The popular security conference officially kicked off Aug. 2 in Las Vegas with a series of training sessions that wrap up Aug. 5. However, the real buzz for many attendees will be the technical briefings Aug. 6-7 at Caesars Palace.

The activities Aug. 6 will begin with some words from Black Hat founder Jeff Moss and a keynote from author and London School of Economics professor Ian Angell. From there, the conference launches into two days of briefings on several different tracks such as reverse engineering and rootkits.
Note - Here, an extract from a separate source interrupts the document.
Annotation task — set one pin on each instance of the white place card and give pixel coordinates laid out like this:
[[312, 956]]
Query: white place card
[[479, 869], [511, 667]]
There is already hype around a number of the sessions, including the much-talked about domain name system protocol flaw discovered by security researcher Dan Kaminsky. Though Kaminsky, who is director of penetration testing at IOActive, sought to keep details of the flaw from going public before his talk, the information eventually leaked out as members of the security community also uncovered the issue. Attack code for the vulnerability has already been found in the wild.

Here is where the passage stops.